Sweden formally charged a Tibetan man for spying on fellow exiles in the Scandinavian country this week.
The man, identified as 49-year-old Dorjee Gyantsan in charge sheets cited by the Associated Press, was arrested in February 2017 on suspicion of spying on the Tibetan diaspora in Sweden and handing intelligence over to a “foreign nation.”
The country has not been officially identified but is widely believed to be China, after the state prosecutor told local media that the suspect met with a Chinese official, reported to be an embassy secretary, in Poland and another official in Finland. Gyanstan reportedly received at least $6,000 on one occasion, shortly before his arrest.
“Unlawful intelligence activities targeting refugees is a very serious crime. It undermines the democratic process, as it prevents people who are already vulnerable and have fled their countries from exercising the rights and freedoms they should be enjoying under Sweden’s constitution,” Daniel Stenling, the head of Sweden’s Security Service’s Counter-Intelligence Unit, said in a statement.
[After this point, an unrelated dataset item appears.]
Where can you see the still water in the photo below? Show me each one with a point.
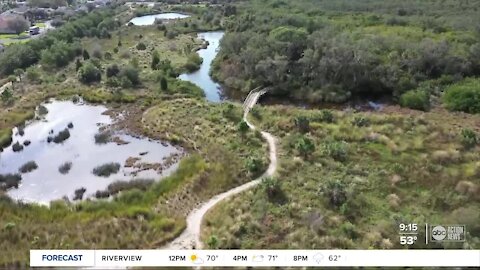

Gyantsan, who used several identity cards, collected information on some of the roughly 140 exiled Tibetans living in Sweden from June 2015 to February 2017. That information included where people lived, their family relationships, trips, meetings, and their political activities.
Jamyang Choedon, the president of Tibetan Community in Sweden, told the Associated Press it was “shocking” that China was spying on the them, particularly as the community is so small.